The printable version is no longer supported and may have rendering errors. Please update your browser bookmarks and please use the default browser print function instead.

We can support i586 processors by handling CMOV invalid instruction in kernel

  • Dmalcolm 18:02, 15 June 2009 (UTC) If a Fedora user wants to verify that a CPU will work with F12, how should he/she query /proc/cpuinfo ? (and does smolt have any of this data?) Thanks
    • Bill Nottingham Once a set has been decided on, this should be pretty trivial. With respect to the proposal, 'grep sse2 /proc/cpuinfo' should work.

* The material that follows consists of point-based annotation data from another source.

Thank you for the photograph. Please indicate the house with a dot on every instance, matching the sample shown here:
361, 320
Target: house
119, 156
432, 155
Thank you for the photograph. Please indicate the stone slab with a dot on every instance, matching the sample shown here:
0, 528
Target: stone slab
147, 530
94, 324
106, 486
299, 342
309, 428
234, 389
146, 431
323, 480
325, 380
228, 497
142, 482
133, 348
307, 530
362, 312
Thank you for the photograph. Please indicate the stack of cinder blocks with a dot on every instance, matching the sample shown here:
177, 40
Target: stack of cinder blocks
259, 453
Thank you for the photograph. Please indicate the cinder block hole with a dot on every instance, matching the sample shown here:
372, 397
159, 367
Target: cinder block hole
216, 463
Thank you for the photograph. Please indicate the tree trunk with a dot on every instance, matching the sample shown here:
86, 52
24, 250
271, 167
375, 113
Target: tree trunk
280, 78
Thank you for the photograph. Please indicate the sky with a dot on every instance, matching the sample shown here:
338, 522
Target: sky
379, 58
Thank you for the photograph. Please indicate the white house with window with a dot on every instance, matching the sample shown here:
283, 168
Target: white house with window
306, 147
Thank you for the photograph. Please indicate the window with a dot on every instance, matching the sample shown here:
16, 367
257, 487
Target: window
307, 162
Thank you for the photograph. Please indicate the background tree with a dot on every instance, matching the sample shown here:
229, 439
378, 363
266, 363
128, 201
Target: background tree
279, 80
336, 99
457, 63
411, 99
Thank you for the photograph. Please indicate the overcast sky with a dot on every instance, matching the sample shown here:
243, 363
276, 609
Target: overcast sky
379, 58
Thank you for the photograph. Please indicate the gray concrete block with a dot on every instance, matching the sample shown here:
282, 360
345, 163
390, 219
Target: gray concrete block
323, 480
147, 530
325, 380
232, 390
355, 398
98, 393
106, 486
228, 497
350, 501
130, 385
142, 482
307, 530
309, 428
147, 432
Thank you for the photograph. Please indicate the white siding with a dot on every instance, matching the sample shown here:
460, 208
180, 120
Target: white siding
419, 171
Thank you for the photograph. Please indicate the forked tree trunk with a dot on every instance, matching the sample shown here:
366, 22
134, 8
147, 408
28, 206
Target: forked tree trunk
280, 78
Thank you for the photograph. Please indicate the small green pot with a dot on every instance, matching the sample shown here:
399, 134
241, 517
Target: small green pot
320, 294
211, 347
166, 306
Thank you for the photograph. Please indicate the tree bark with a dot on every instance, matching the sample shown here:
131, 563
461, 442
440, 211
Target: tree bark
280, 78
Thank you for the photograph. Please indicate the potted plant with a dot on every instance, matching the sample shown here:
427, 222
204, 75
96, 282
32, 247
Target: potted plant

  • Bruno: Is there a way to tell which binaries actually use SSE2 instructions so that a secondary arch targeting athlons would be able to inherit safe binaries from the i686+ arch?
  • Neal Gompa: Pentium II and lower do not support SSE or SSE2. Pentium III only supports SSE, not SSE2. Pentium 4 supports SSE2 and SSE3. However, all Pentium chips (Pentium Pro and higher) support i686 + MMX. If we wanted to move to i686, a secondary arch offering no SSE2 would be a good idea.

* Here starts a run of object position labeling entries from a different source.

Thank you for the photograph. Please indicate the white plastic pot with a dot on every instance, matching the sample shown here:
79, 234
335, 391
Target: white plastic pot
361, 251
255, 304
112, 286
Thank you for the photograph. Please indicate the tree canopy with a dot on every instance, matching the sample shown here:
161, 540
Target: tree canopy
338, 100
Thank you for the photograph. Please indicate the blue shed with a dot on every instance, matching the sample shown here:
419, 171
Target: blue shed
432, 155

    • Aleksandar Kostadinov: I would second that SSE2 is a overkill. Why is not MMX enough? In fact I own an Athlon desktop that is pretty much enough for my work and I would have still worked on that if other factors wouldn't force me to entirely use my laptop (that's not much faster btw).

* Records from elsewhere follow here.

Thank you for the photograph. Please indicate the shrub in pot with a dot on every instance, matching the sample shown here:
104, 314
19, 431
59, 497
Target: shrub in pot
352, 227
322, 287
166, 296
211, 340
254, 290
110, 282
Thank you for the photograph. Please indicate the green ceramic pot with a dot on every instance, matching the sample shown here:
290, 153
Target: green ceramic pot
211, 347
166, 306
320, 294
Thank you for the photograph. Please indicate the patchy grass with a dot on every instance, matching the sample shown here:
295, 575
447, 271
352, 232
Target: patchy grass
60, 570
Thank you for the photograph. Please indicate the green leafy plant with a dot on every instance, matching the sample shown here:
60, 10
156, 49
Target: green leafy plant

    • Bill Nottingham This part of the change was reverted.
  • Michael Osborne: This change will break Fedora on Via C3 processors. These are used quite a bit for mini-itx boards for LTSP terminals as they don't require active cooling. A lot of breakage for little gain AFAICS.
  • Bill McGonigle: There's an extensive thread on this on fedora-devel. Many questioned the wisdom of abandoning so much hardware for a meager 1-2% performance gain.
  • W. Michael Petullo: See also https://bugzilla.redhat.com/show_bug.cgi?id=523559.
    • Why is my processor no longer supported in order to support a negligible performance gain (~1%)?
    • Could we not support both new and old processors using two release architectures?
    • Do we not want to support the embedded market?
    • One historic advantage of Open Source was the ability to inject new life into old hardware. Do we want to lose this?
    • Why is OLPC used as a benchmark for worthy processors? If altruism is a motivation for this cut-off, then it seems allowing Fedora users to continue to use old hardware will do more then OLPC will (based on the OLPC statistics on Wikipedia -- enough have been donated to equip 0.0002% of the world population -- compared to VIA's processor sales).

CMOV support

We could maintain support for i586/C6 by handling CMOV invalid instruction interrupt in kernel.